All the places in the bathroom where you would expect to have to press a button are instead no-touch motion sensors. So you activate the sink with a motion sensor, flush with a motion sensor, exit by opening the door with a sensor, etc.


It smelled completely neutral to me! The ceiling has a very robust fan assembly which I assume is used for airing out the bathroom cabin. There are apparently staff who also clean the bathroom.
If you check out their website, a lot of this company's tech innovations are essentially time-saving cleaning techniques.
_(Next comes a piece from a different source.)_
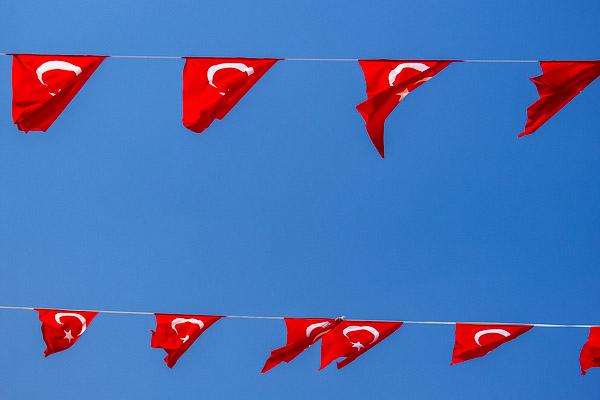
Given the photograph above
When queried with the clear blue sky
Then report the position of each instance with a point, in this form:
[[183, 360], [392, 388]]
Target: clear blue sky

The mirror has a film on it which can be peeled off to remove graffiti; the walls are covered in an abstract, overlapping leaf pattern, and if someone graffitis the walls, they just stick another leaf over it and cover it up.
Using the system required me to scan a QR code on the door. It populated my iMessage app with a number and the phrase "Send this message to use the South Pasadena Throne." I did, and the door opened.
Throne's website addresses the complaint that a phone-based lock is unfair, but its response is:
Fun fact: 98% of Americans own some kind of cell phone (according to Pew Research Center). These folks can scan the QR code or text the number on the Throne to enter. For those who don’t have a phone, Throne tap cards can be provided to local libraries, homeless service providers, and other advocacy groups for distribution.
Basically, the process of using this bathroom is meant to apply just enough friction to prevent completely destitute people living on the street without phones or without contacts in social services from using it. I think a clean, private bathroom means a lot for many people, and I'm glad this exists. But I'm also left thinking about how this entire system deliberately avoids solving the main shocked complaint anyone makes about our housing crisis in California - that if you are out and about in certain places, including near Metro stations, you may see someone relieve themselves in the street.
I left the Throne thinking about how essential it is that Los Angeles create some kind of public bathroom system and staff it with humans. American cities are absolutely addicted to solving problems only with the use of startups, private partnerships, weird tech, or gimmick services... we almost never choose the most robust and long-lasting solution to any problem.
South Korea has a robust system of public bathrooms - apparently some of the ones in subway stations require transit cards to enter, but others don't. I have heard that the ubiquity of these bathrooms makes navigating society with Crohn's, or an elderly relative, much easier. If we're thinking about what we'd want for "the Los Angeles Mamdani's" mythical future platform, I think I'd like "fully staffed bathrooms" on the list somewhere. There's absolutely no reason why we should be relying on something like "a startup for bathrooms" to solve this problem when we could solve it ourselves. If anything, the reason we don't solve these problems ourselves is probably just that it would add headcount to the city.
I think the big lesson many cities should be taking from Mamdani's campaign is that loads of voters are not afraid of supporting complex, intimidating, high-headcount public services. People just want nice things. A clean bathroom is nice! If you staff it correctly, we could have one!! Pretending like we can't have one is asinine!